Ahhh, youth! (That is exactly the way it used to be! Except that they accepted cash as well. The 20th century - how quant!)
 
GetOffYourGas said:
bro19991 said:
Price got jacked up recently. Now $19.95/month and 20 cents/min.
:shock:

I guess it is really tough to make a profit in the charging business. We need more users and more networks competing against each other.

Last weekend we went to a play at a local college.
They had a dozen pay to charge stations.
While I didn't NEED to charge while there, I CHOSE to opportunity charge while there.

As only 1 stall of 12 was being used in the 7pm hour, I wanted to give them some business, and show usage (if they track that sort of thing, and they probably do) as a form of thanks. If they went through the effort to support my car technology, I wanted to support them also. Even if it was just symbolic.

It was $1 per hour on a 6.6 kw Level 2.
At that price, they are not even breaking even.
At that price, it was cheaper than charging at home.
 
If it was cheaper than charging from home, then that is another motivation to top off.

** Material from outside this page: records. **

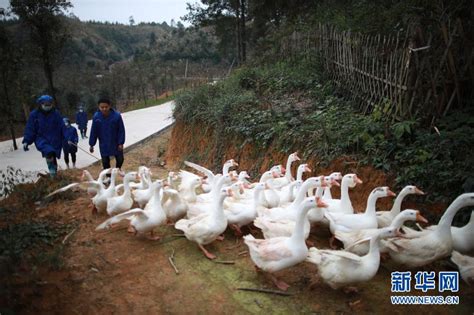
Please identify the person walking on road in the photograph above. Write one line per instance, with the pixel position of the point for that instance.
(108, 128)
(70, 142)
(45, 128)
(81, 121)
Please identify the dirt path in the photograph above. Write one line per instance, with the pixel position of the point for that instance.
(115, 272)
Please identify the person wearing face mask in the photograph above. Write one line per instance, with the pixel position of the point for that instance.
(70, 142)
(81, 121)
(108, 128)
(45, 128)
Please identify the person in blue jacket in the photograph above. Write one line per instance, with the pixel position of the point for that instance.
(108, 128)
(81, 121)
(45, 128)
(70, 142)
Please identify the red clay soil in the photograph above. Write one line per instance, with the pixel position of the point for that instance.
(115, 272)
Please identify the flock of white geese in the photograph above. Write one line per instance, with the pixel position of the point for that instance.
(285, 209)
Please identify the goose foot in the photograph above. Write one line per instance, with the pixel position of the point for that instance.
(237, 230)
(279, 283)
(331, 242)
(349, 290)
(154, 237)
(94, 210)
(131, 229)
(208, 254)
(384, 256)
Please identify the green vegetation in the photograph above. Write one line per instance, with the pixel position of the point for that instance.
(25, 238)
(292, 106)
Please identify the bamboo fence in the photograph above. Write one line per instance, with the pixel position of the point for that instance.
(406, 75)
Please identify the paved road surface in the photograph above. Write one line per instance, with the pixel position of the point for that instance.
(139, 124)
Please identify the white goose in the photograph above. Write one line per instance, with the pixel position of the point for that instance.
(334, 177)
(463, 237)
(124, 202)
(433, 244)
(278, 253)
(142, 221)
(290, 212)
(220, 181)
(351, 239)
(288, 192)
(211, 177)
(173, 205)
(279, 183)
(240, 214)
(270, 198)
(93, 189)
(344, 204)
(207, 227)
(91, 186)
(284, 226)
(100, 199)
(189, 183)
(339, 268)
(384, 218)
(358, 221)
(465, 265)
(145, 178)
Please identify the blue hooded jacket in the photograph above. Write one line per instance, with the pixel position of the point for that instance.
(70, 134)
(81, 120)
(109, 130)
(45, 129)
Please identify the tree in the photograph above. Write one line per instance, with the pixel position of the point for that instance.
(228, 17)
(152, 42)
(48, 31)
(9, 64)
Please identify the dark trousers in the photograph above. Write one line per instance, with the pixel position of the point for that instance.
(52, 163)
(73, 157)
(118, 161)
(83, 133)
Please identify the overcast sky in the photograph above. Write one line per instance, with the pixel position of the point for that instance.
(121, 10)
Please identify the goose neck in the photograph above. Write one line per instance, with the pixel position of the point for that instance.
(397, 204)
(298, 232)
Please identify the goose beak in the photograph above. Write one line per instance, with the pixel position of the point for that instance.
(418, 191)
(399, 234)
(323, 181)
(421, 218)
(320, 203)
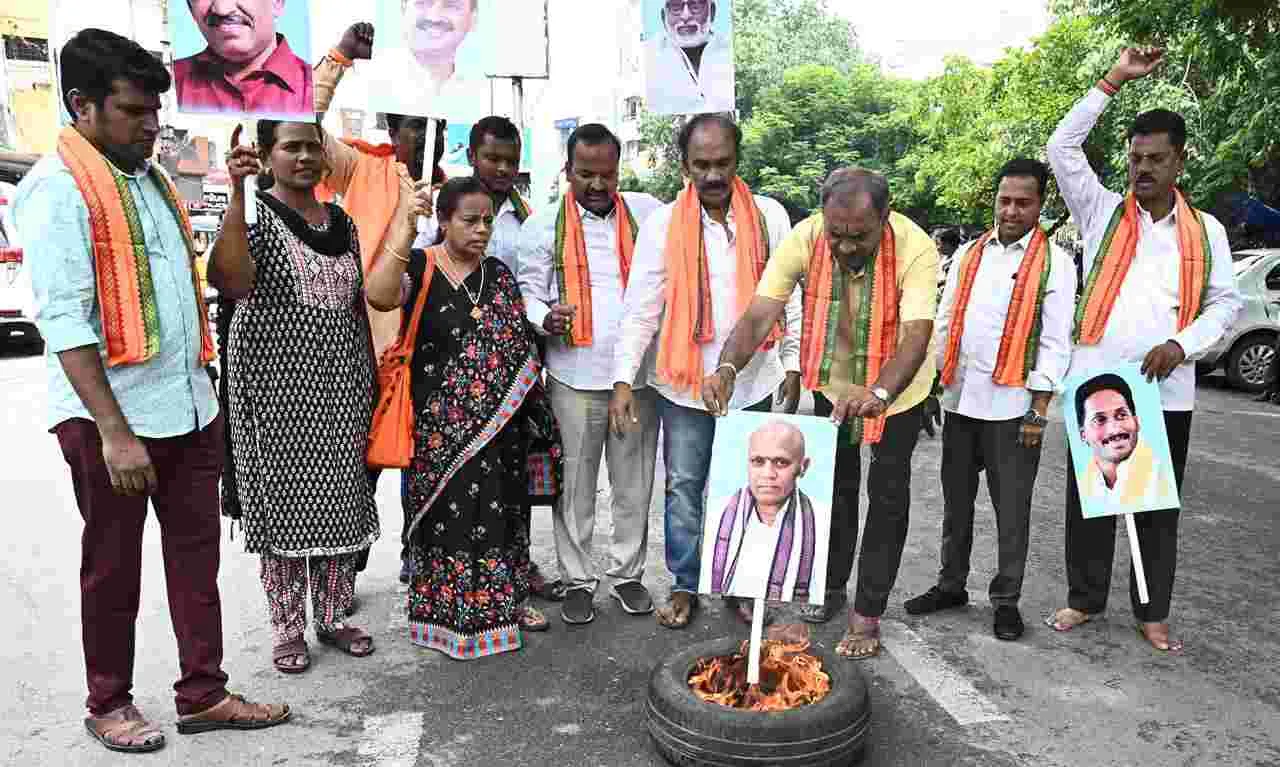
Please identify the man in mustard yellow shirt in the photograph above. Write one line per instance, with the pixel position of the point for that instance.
(867, 361)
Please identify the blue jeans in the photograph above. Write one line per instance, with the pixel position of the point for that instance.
(686, 450)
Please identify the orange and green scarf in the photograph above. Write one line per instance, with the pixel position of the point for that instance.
(874, 327)
(126, 293)
(1019, 345)
(689, 323)
(574, 273)
(1115, 255)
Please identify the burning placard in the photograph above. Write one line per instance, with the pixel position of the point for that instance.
(768, 511)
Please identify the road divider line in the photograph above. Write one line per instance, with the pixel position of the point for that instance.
(951, 690)
(392, 740)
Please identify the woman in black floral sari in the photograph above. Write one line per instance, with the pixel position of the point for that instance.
(481, 420)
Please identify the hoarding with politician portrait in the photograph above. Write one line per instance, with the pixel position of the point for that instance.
(768, 507)
(689, 55)
(246, 58)
(434, 58)
(1115, 427)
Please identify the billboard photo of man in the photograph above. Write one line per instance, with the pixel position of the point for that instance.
(689, 55)
(767, 539)
(247, 64)
(1127, 470)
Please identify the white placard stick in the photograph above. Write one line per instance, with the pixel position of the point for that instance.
(753, 657)
(428, 164)
(250, 200)
(1136, 555)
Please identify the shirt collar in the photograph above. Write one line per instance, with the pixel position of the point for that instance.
(277, 65)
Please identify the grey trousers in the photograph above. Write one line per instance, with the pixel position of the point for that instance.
(970, 446)
(584, 423)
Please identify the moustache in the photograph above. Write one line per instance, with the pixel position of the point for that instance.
(429, 26)
(214, 19)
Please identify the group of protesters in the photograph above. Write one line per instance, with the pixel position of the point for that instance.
(539, 343)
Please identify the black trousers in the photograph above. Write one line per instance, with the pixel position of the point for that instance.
(888, 492)
(1091, 543)
(969, 447)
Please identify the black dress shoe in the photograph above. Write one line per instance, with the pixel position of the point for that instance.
(1009, 622)
(577, 607)
(935, 599)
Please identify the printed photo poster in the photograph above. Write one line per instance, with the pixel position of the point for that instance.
(434, 58)
(248, 58)
(689, 55)
(768, 507)
(1115, 425)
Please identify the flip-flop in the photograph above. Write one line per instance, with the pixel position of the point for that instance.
(1059, 625)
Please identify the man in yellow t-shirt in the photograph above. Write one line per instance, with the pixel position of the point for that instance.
(878, 391)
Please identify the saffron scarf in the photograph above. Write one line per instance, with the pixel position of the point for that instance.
(741, 506)
(1115, 255)
(689, 319)
(874, 328)
(1019, 345)
(126, 293)
(574, 273)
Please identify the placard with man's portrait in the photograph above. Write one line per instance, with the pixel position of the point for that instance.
(689, 55)
(246, 58)
(768, 507)
(1115, 428)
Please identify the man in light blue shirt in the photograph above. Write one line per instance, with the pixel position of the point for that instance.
(146, 424)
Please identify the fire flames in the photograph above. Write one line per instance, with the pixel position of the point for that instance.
(789, 678)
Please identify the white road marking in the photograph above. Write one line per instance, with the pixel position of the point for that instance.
(952, 692)
(392, 740)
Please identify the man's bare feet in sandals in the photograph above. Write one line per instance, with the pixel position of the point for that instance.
(862, 638)
(1157, 635)
(126, 730)
(677, 612)
(1068, 619)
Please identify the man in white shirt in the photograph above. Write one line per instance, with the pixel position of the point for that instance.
(574, 269)
(999, 379)
(688, 67)
(766, 542)
(1156, 304)
(699, 243)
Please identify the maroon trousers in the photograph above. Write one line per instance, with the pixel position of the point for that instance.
(186, 505)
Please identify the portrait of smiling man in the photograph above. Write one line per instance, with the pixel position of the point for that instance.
(1123, 468)
(247, 67)
(689, 64)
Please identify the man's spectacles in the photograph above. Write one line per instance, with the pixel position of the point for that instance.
(695, 7)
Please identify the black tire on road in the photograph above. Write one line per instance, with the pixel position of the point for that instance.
(690, 733)
(1247, 364)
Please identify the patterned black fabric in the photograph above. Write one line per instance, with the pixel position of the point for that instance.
(300, 392)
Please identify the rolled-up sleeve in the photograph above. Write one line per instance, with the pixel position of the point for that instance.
(59, 260)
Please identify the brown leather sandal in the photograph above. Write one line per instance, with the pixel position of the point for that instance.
(296, 648)
(127, 733)
(234, 713)
(346, 639)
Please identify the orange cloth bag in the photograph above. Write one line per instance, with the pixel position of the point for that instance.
(391, 435)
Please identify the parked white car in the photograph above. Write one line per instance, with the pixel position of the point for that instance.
(1247, 347)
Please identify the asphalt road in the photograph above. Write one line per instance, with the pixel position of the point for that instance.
(944, 693)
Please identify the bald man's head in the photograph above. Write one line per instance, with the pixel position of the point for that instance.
(775, 461)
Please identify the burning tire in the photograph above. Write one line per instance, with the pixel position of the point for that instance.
(690, 733)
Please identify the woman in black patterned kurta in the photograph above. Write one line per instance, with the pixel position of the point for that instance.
(480, 412)
(300, 391)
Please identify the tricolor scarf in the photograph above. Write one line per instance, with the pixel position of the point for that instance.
(1116, 252)
(689, 320)
(1019, 345)
(126, 295)
(574, 273)
(741, 506)
(874, 327)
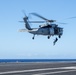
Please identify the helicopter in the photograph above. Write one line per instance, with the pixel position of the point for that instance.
(49, 29)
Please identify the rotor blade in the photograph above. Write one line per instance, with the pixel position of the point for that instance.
(61, 23)
(71, 17)
(43, 17)
(24, 12)
(36, 21)
(21, 21)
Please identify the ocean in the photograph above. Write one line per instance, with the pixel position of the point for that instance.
(36, 60)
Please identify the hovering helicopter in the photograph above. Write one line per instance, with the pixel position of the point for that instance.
(49, 29)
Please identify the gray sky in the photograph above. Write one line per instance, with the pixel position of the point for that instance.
(14, 44)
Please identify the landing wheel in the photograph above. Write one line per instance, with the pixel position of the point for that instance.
(33, 38)
(48, 37)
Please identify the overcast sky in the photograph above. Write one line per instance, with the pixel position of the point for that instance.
(14, 44)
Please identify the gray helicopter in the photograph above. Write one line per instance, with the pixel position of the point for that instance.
(49, 29)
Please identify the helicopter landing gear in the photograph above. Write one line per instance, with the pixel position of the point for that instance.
(55, 41)
(48, 37)
(33, 37)
(59, 36)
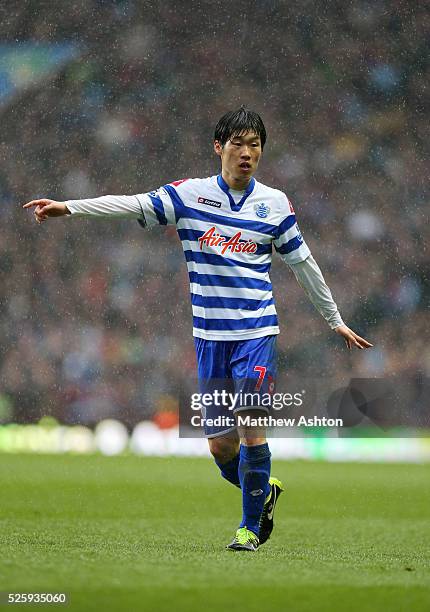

I too like to support the fledgling infrastructure, even if it costs more than at home. For example, Destiny USA (second largest mall in the country) has L2 charge points. But they cost $0.49/kWh. I still use them, despite never needing the charge and the cost at home being $0.115/kWh on average. Of course, with my tiny battery it never costs much to top off. I give them less than $5/month, but at least it shows them that the charge points are being used. It also shows passers-by what they are for and that people really do drive electric cars.
 
SparkE said:
SeanNelson said:
Imagine how difficult it would be for a gas station to stay in business if they would only accept their own credit card for payment.
Ahhh, youth! (That is exactly the way it used to be! Except that they accepted cash as well. The 20th century - how quant!)
I said only accept their own credit cards. That would exclude gas stations that accepted cash.

My first credit card was a "Chargex", and I remember those gas station credit cards. That's why I was very careful to word it the way I did.

I didn't like those proprietary cards then, and I don't like the charging network equivalent of them today.
 
Most of the chargers around me do accept a credit card. BUT it has to have the "Blink" RF chip in it. CC companies deemed those a security hazard (probably rightly so) and removed them from all new cards. I have yet to see a station with a stripe reader.
 
GetOffYourGas said:
Most of the chargers around me do accept a credit card. BUT it has to have the "Blink" RF chip in it. CC companies deemed those a security hazard (probably rightly so) and removed them from all new cards. I have yet to see a station with a stripe reader.

You just call the network (provider/company), give them the station number, and a CC number - they turn it on.
 
A bit off topic, but fits under long drives.

There are several ways to activate a public charger. The ones I know about are:

Access card or RFID dongle for the network. Chargepoint, Greenlots, SemaConnect, Blink, AV, AddEnergie, eVgo and more.
Some phone apps (Plugshare using a credit card, Wattstation Connect using PayPal, others) can activate some chargers or charging stations.
Credit card and call the number on the charger or charging station.